Parvovirus B19

Woman holding scan photos

Parvovirus B19 during Pregnancy

Parvovirus B19 is also known as Slapped Cheek, Human parvovirus or Fifth Disease.

What is Parvovirus B19?

Parvovirus B19 is a virus that commonly infects children. It is usually transmitted by coughing and sneezing (respiratory droplets). Hand washing is important in helping to prevent spread. School teachers, childcare workers and mothers of young children are particularly likely to be exposed to this virus as it is commonest amongst younger school age children, but everyone can be exposed to it.

For most healthy people, Parvovirus B19 causes a mild, self-limiting illness which is followed by life-long immunity.
The Human Parvovirus B19 is not the same Parvovirus that vets may be concerned about in pets, especially dogs, and it cannot be passed from humans to animals or vice versa.

Pregnant women are not routinely screened for past parvovirus B19 infection as there is no vaccine or preventative treatment available.

How common is Parvovirus B19?

The exact number of Parvovirus B19 infections in the UK is not known as the virus does not always show symptoms, and the diagnosis can only be confirmed by blood test.

  • Parvovirus B19 infection is common in developed countries — about 15% of pre-school children, 50% of adults, and 85% of elderly people show evidence of past infection in their blood.
  • Infection with Parvovirus B19 can occur at any age, but is most common in children aged six – ten years.
  • One in 512 pregnancies may be affected.
  • Seasonal outbreaks of Parvovirus B19 occur every three – four years in the UK, mainly in late winter and early spring. During school outbreaks, ten – 60% of exposed children develop symptoms consistent with Parvovirus B19 infection.

What are the symptoms of Parvovirus B19?

Parvovirus B19 commonly causes:

  • High temperature
  • Mild cold-like symptoms including feeling under the weather, a sore throat and a runny nose
  • Headache
  • Mild nausea and /or diarrhoea

The symptoms may happen several days before a rash.

  • The rash is the result of your immune system reacting after the infection has passed.
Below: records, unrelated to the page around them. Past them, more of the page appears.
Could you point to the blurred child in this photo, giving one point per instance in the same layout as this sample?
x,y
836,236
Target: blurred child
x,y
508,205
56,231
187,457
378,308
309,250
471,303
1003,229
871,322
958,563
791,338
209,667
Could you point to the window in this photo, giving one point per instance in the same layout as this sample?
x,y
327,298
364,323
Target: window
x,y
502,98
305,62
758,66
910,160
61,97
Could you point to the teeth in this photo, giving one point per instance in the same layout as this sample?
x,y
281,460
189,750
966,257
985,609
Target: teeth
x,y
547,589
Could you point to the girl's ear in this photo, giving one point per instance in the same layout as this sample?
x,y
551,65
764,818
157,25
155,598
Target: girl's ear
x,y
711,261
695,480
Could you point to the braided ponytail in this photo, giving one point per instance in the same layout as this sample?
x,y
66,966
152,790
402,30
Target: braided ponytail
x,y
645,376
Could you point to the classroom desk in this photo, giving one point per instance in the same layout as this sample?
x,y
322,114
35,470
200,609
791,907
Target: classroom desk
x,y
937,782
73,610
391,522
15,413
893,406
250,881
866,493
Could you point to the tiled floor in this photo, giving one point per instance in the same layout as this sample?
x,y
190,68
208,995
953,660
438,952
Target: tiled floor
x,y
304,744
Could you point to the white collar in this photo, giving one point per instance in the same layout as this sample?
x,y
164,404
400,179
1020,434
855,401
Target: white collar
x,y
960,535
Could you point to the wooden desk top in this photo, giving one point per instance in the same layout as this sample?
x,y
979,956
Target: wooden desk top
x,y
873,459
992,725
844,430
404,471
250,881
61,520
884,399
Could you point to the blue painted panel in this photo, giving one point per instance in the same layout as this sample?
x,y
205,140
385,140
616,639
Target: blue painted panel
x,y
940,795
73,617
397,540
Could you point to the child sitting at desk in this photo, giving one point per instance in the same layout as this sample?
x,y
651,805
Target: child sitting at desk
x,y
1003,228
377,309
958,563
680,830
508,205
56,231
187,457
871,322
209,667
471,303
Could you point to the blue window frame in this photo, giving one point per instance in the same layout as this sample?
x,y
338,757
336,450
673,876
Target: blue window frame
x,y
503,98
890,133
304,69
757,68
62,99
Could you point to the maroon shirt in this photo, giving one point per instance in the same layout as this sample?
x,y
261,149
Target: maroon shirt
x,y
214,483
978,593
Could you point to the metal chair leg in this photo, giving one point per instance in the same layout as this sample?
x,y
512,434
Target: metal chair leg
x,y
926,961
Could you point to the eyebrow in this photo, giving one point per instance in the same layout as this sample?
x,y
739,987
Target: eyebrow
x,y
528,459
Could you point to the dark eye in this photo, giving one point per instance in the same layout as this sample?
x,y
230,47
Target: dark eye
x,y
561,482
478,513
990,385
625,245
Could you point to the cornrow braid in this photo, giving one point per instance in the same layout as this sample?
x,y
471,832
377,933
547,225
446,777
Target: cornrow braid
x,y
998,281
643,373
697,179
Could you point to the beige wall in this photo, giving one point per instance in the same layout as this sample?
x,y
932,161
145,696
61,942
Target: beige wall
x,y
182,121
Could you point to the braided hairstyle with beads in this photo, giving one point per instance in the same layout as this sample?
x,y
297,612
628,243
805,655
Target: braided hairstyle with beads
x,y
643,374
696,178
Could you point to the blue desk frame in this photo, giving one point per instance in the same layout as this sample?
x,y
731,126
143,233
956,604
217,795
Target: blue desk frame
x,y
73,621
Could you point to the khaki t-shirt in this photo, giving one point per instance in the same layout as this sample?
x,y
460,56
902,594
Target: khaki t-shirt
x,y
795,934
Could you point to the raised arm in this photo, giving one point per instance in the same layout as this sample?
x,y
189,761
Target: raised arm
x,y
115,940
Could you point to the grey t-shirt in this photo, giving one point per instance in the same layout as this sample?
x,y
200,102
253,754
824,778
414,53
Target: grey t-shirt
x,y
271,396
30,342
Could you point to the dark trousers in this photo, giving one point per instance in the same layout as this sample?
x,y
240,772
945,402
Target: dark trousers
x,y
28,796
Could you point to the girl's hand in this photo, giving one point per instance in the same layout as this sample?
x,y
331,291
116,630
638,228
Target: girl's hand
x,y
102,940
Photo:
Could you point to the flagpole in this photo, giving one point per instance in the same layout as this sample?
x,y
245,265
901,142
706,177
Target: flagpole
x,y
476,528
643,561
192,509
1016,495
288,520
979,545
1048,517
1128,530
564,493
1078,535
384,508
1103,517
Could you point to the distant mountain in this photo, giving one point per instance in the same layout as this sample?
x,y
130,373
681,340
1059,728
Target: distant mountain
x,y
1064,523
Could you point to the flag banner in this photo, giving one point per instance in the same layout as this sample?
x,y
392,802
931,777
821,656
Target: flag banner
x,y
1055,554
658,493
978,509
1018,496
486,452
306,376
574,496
The rash is often present on the face in children and looks like a ‘slapped cheek’ appearance. Facial rash is uncommon in adults. The rash may extend down to the chest, arms, stomach and thighs.  It has a lace-like appearance and can sometimes itch. It may take a few weeks for the rash to completely clear and during that time it may seem to worsen until it fades away entirely. Certain stimuli e.g. heat, exercise and anxiety or stress may reactivate the rash until it completely fades. In some cases, especially in adult women or older teenagers, joint swelling or pain may occur.
  • Rarer symptoms may include swollen glands, red eyes, sore throat, and a rash that might look like blisters or bruises.

A person with Parvovirus is infectious seven to ten days before the rash (if any) develops, until one day after the rash appears. Exposure to infection with Parvovirus B19 may have occurred earlier than you think.

It is important to note that many people (up to 30%) with Parvovirus B19 have no symptoms at all. Less than 50% have a rash.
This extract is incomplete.